Do we think the curvature of spacetime is true?

As I said above, "true" is a word I never use. In this case it is not okay to think of curvature of spacetime is true. To be precise, this is not even a poorly phrased question. In the absense of matter the spacetime will expected not to be curved. If Einstein's equations are valid and region S of spacetime is calculated to have spacetime curvature then the value of spacetime is calculated to be non-zero then the appropriate to say that the spacetime region is curved.

Now it's my turn to ask

*you* a question. When I go out of the way to say that never is a word I use then why do you go out of your way to ask me the same question again?

If you are scared to use the word, you are not really agreeing with science.

Please show me in this thread or any other thread where I said that I was

*scared* to use? Also, please post a proof whose conclusion is that I'm

*not really agreeing with science.*There are only a few instances wherein it is okay to say that it is okay to conclude that something is true/false.

Correction: There actually

*are* instances where it is okay to say something is true or false, or right or wrong. I made a mistake in saying otherwise. I've been off my game lately. This is not a result of being right or wrong. It is a result of having SSRI disorder syndrom. It's one of the reasons I haven't been posting as much as I used to.

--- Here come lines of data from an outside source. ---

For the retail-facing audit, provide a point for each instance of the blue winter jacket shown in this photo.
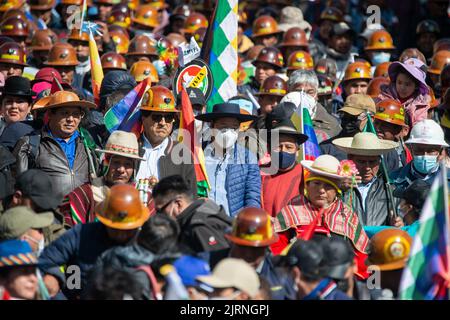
(243, 181)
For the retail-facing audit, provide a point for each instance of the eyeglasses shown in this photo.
(67, 114)
(157, 117)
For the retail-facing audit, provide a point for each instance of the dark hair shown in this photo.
(170, 187)
(112, 284)
(115, 97)
(159, 234)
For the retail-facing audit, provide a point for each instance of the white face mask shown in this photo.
(225, 138)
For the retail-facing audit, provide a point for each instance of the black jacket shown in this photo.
(377, 204)
(203, 227)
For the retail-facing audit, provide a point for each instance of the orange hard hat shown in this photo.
(374, 87)
(382, 70)
(380, 40)
(146, 15)
(141, 70)
(389, 249)
(439, 61)
(357, 70)
(120, 16)
(14, 27)
(294, 37)
(300, 60)
(113, 60)
(12, 53)
(195, 21)
(391, 111)
(273, 86)
(142, 45)
(175, 39)
(159, 99)
(43, 40)
(122, 208)
(265, 25)
(252, 228)
(62, 54)
(75, 35)
(270, 55)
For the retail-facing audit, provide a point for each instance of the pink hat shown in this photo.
(415, 68)
(46, 74)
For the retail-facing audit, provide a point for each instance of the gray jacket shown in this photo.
(377, 204)
(50, 158)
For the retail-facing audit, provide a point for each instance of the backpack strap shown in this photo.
(151, 276)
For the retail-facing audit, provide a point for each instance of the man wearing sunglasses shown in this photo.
(159, 114)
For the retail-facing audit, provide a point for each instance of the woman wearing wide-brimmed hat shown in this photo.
(369, 197)
(408, 86)
(321, 209)
(121, 160)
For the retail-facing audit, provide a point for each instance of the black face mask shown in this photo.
(343, 285)
(350, 126)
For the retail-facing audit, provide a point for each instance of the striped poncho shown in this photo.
(338, 219)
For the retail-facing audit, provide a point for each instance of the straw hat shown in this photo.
(123, 144)
(365, 144)
(324, 165)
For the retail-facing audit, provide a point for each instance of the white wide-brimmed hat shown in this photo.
(291, 17)
(123, 144)
(324, 165)
(365, 144)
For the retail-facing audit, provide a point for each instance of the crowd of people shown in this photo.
(86, 213)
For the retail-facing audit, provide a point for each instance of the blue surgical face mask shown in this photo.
(285, 159)
(380, 57)
(425, 164)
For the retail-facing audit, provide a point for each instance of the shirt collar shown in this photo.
(71, 139)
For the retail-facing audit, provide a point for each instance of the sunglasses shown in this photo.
(157, 117)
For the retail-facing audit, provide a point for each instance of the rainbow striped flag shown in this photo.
(126, 115)
(427, 273)
(96, 68)
(194, 144)
(303, 123)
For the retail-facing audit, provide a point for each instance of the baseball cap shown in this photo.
(233, 273)
(196, 96)
(189, 267)
(16, 221)
(338, 257)
(358, 103)
(36, 185)
(415, 194)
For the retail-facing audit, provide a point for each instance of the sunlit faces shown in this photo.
(405, 85)
(15, 108)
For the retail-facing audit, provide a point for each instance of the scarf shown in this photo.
(338, 218)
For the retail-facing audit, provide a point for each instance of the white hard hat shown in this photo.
(427, 132)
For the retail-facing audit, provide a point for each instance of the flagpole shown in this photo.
(447, 224)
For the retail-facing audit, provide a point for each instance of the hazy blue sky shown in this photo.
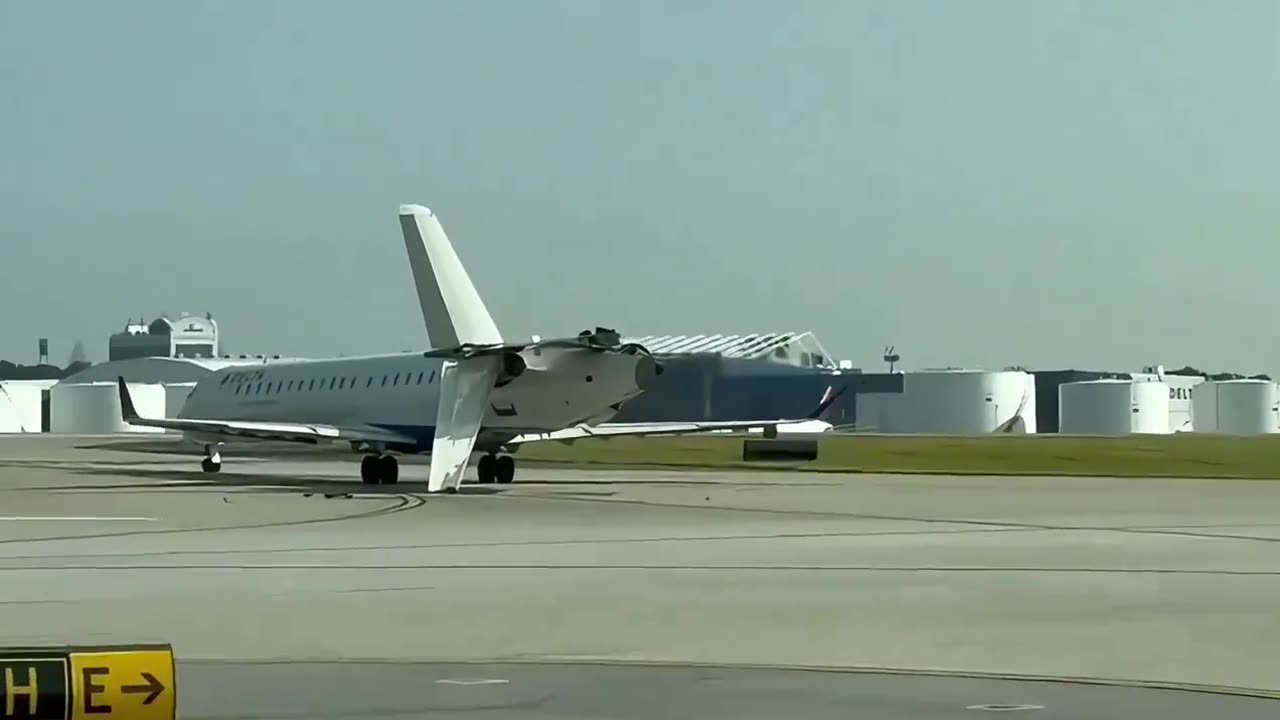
(981, 182)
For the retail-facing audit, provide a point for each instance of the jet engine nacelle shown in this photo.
(512, 367)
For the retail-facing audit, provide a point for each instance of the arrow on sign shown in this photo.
(154, 687)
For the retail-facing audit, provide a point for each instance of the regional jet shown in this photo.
(472, 393)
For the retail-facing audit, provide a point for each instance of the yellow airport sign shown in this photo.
(88, 683)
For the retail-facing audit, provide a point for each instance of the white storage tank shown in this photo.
(952, 402)
(95, 408)
(21, 406)
(1243, 408)
(1112, 408)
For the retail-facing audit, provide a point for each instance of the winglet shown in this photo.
(452, 309)
(827, 400)
(127, 410)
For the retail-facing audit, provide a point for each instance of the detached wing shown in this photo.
(641, 429)
(247, 429)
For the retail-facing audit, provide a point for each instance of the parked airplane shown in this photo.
(472, 393)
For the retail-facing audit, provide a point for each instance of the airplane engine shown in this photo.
(512, 367)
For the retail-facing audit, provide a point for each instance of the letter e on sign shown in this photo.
(131, 684)
(33, 689)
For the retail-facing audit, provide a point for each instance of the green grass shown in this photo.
(1179, 455)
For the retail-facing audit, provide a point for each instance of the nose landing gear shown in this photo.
(496, 468)
(213, 460)
(379, 469)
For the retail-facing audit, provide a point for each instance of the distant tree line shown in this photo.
(1189, 370)
(14, 372)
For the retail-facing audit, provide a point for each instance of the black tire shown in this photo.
(485, 470)
(504, 468)
(369, 469)
(388, 469)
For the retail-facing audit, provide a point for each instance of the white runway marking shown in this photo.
(72, 519)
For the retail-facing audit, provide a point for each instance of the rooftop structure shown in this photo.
(800, 349)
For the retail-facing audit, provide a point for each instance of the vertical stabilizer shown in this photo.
(451, 306)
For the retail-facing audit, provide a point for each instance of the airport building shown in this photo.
(184, 337)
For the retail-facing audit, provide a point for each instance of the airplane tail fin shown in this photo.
(452, 309)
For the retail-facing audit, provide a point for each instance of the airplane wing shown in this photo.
(246, 429)
(464, 399)
(643, 429)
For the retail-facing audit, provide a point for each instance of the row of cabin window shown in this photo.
(334, 383)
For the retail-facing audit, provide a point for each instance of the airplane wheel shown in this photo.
(504, 468)
(369, 469)
(388, 469)
(485, 470)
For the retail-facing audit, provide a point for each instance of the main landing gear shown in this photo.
(379, 469)
(496, 468)
(213, 460)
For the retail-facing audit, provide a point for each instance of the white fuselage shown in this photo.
(401, 393)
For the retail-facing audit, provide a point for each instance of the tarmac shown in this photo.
(287, 584)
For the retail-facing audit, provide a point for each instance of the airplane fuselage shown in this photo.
(401, 393)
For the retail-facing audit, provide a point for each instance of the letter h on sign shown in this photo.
(33, 689)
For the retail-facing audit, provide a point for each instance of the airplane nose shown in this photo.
(647, 369)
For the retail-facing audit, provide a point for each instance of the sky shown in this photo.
(981, 183)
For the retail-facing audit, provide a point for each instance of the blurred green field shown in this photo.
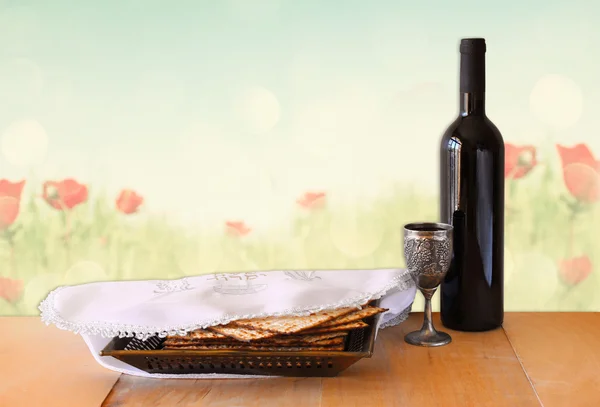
(107, 245)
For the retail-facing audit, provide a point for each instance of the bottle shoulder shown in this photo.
(475, 131)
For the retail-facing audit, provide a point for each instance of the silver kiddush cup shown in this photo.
(428, 252)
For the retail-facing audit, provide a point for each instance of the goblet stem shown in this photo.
(427, 327)
(428, 335)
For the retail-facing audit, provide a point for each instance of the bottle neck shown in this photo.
(472, 83)
(472, 104)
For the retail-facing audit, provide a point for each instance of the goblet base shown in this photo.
(425, 338)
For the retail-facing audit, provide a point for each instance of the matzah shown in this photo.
(241, 333)
(354, 316)
(337, 328)
(292, 324)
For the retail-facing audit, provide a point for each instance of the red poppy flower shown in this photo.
(10, 201)
(518, 160)
(573, 271)
(581, 172)
(237, 228)
(312, 200)
(129, 201)
(65, 194)
(10, 289)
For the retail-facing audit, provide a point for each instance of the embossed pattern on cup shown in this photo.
(428, 256)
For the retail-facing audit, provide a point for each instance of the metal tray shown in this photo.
(150, 357)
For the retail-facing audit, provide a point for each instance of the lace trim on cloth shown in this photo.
(398, 319)
(49, 315)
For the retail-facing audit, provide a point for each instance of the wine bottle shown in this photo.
(472, 200)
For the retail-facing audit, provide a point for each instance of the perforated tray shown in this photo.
(150, 357)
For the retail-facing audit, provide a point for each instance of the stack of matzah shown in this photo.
(324, 330)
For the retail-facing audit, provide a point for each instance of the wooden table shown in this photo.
(549, 359)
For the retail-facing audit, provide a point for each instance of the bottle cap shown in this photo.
(472, 46)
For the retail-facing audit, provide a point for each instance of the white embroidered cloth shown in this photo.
(100, 311)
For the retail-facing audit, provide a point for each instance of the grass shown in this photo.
(106, 245)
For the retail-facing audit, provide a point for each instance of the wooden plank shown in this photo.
(44, 366)
(561, 354)
(475, 370)
(268, 392)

Let me give you an example:

Correct example of when it's okay to say that something is true; Saying that the invariance of the speed of light is true is an example of when it is not okay to say that the speed of light is being invariance is true. We cannot say this as true because it is concievable that the speed of light might one day be measured to be different that

*c*.

There are, of course, othertimes where I use the term "true" in error which I say when I simply make a mistake in saying so (being human I will of course, make an error at times).

It is also "true" to say that the number of golf balls in a bucket is three when the sum is two and I add one. It is true that the sum after adding one to make it three.

I might have made an error above because it can be quite easy to make a mistake in terminology. Be careful in making assertions like the one you ended your post with, i.e. be cautious when you claim that I am not really agreeing with science.